2話 倉田柚希 ②

 はーーーーーっ

えいちゃんの隣りか……

緊張するな……

田坂の結婚式に呼ばれたって、とおるに言わなくちゃ。


は?なんで?って言われそうだな……

なんて言おうか……


夜、子供たちが寝てから、招待状をとおるに見せることにした。


「とおる、これ!」

「何?結婚式の招待状?誰から?」

そう言いながら封筒から出して

「大澤美咲って誰だっけ?」

と私の顔を見た。

「ううん、じゃなくて、田坂からきたんだ、それ」

と私が言うと、えっ?と、慌てて招待状の名前を改めて確認して

「田坂って、剣道部の?」

「そう」

「なんで ゆきが呼ばれんの?」

「私もちょっとびっくりして、今日電話してみたよ。

なんかね、何年か前の同級会の時に、私に言われたことで、結婚を決めることができたから、恩人だって言われたよ」

「なに言ったの?」

「それがさ、あんまり、ってゆうか全然憶えてなくて。

田坂が言うには、結婚相手はきっとみつかるから、諦めるなって言ったらしいんだよね」

「それだけ?」

「うん。

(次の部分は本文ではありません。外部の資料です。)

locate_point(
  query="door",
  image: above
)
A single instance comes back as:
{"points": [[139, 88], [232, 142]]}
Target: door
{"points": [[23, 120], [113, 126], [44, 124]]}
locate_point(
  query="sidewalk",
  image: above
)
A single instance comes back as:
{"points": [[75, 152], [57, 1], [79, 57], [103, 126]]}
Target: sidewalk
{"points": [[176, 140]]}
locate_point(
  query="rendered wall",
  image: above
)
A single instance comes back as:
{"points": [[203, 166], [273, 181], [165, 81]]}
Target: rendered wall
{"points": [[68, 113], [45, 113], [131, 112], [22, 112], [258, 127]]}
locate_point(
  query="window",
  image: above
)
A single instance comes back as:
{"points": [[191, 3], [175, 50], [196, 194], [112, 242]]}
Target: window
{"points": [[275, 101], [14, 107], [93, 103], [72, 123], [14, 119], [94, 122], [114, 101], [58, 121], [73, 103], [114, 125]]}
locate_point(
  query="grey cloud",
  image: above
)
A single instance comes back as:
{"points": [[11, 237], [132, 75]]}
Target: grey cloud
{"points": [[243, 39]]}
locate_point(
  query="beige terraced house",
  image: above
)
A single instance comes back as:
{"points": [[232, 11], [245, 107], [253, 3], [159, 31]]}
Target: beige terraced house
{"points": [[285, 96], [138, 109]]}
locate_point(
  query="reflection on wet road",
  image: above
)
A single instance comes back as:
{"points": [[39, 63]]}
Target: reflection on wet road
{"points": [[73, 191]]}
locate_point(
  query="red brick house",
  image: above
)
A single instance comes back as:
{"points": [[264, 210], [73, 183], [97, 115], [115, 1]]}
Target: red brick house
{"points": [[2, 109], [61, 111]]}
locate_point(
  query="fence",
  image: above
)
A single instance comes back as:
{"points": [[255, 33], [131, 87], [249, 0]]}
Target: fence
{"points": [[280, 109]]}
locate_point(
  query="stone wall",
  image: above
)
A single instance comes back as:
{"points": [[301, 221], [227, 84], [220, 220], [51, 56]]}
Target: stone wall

きっと、酔っぱらって、ペラペラなんか言ったんだと思うんだけどね。

私なんか出席していいの?って聞いたら、是非出てくれよ!って言われちゃってさ。

ほら、寺の跡取り息子だから、大勢呼ぶみたいなんだよ」

「ふーーーーん。そっか」

もう1度招待状を見ながら

「で、ゆきは出たいわけだ?」

と言った。


なにか、心の中を見透かされているような気がして、ドキッとした。

「ん?どうしようかって思ってるよ」

平静を装おって答えた。

「ゆきの好きにすればいいよ。

出る気がなかったら、もう電話で断ってるはずだから、俺に聞くってことは、俺の了承をえたいわけだろ?

いいよ。行ってきなよ。

同級生の結婚式も もうほとんど終わっちゃってるから、久しぶりじゃん」

「うん、そうなの!久々に結婚式に呼ばれたなぁって感じ」

「いいじゃん。出席しといでよ」

そう言うと、封筒に入れて私に返した。